The perception that the fast bowlers are going to enjoy the early summer conditions in England was debunked during the recent series between the World Cup hosts and Pakistan. The bat dominated the series, with England going past 340 runs in the last four One-Day Internationals. They successfully chased 358 and 340 respectively in two of the matches.
Pakistan also scored over 300 in three of the matches, but England clinched the series 4-0 because of their destructive batting, pounding the Pakistan attack to all corners during the series.
After the previous World Cup, England decided to adopt a more aggressive approach with the bat. They go hard from the start and try to keep that momentum throughout their innings. They also bat really deep, with many big hitters at the back end of their line-up.
Peterson, who was the Proteas’ leading wicket-taker at the 2011 World Cup, with 15 wickets at an average of 15.86, believes spin holds the key for the South Africans against the England’s much vaunted batting line-up at the batting friendly Oval.
South Africa have picked veteran leg-spinner Imran Tahir and left-arm wrist spinner Tabraiz Shamsi in their World Cup squad, while JP Duminy has also been known to make key breakthroughs with his off-spinners.
‘The white ball hasn’t been swinging in England, and there wasn’t any reverse swing during the England-Pakistan series,’ said Peterson, who will be doing television work in the United Kingdom during the tournament.
‘Spin could be the way to go against England, to have a bit more mystery and variation against teams who go hard. With wrist-spinners you have an opportunity to pick wickets in the middle overs.
‘You have to take wickets against England, because they have dangerous players all the way down to No 10. Two wrist spinners at the Oval wouldn’t be a bad idea, because it’s quite flat.’
However, Peterson believes that the Proteas will probably pick all-rounder Chris Morris for the match if speedster Dale Steyn doesn’t recover in time from his shoulder injury.

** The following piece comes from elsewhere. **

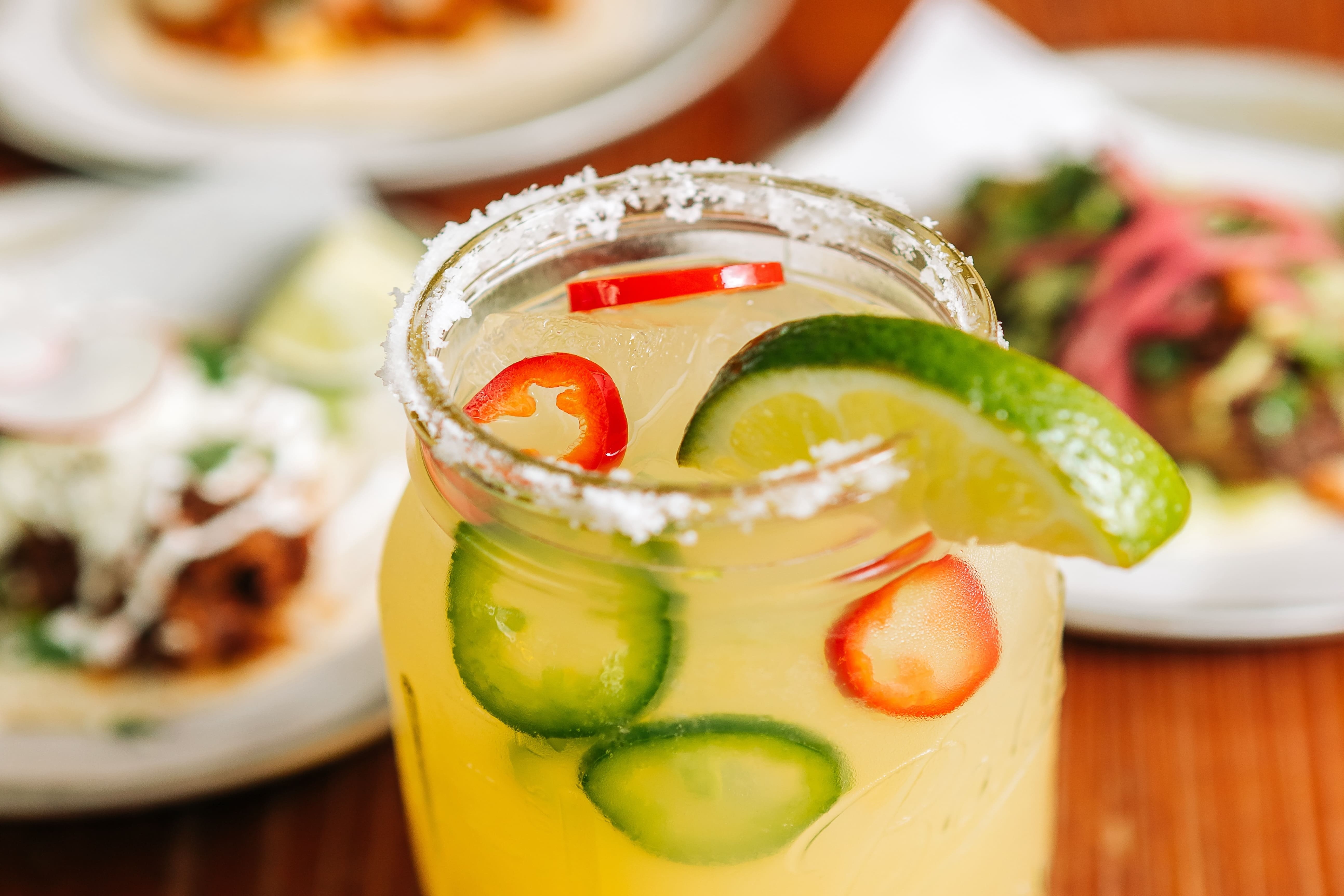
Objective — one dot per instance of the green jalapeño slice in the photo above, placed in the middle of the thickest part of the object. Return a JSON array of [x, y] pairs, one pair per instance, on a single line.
[[550, 643]]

Morris, who was a late inclusion in the squad for Anrich Nortje, will share the ball with fellow seamers Kagiso Rabada, Lungi Ngidi and Andile Phehlukwayo and the wily Tahir.
Off-spinner Duminy, who took at hat-trick in a World Cup quarter-final match against Sri Lanka in Australia in 2015, will then have more responsibility to turn his arm over.
‘Morris is a bowling all-rounder and a backup for the fast bowlers. So he will likely play if Dale is not available,’ Peterson said.
‘At some point JP will have to play more of a role, especially against teams such as the Windies with a lot of left-handers.
‘JP’s main job this tournament will be to bat well and win games with the bat. But towards the back end of the tournament, when you expect the pitches to be a lot of drier and used, I think JP could be an attacking weapon.’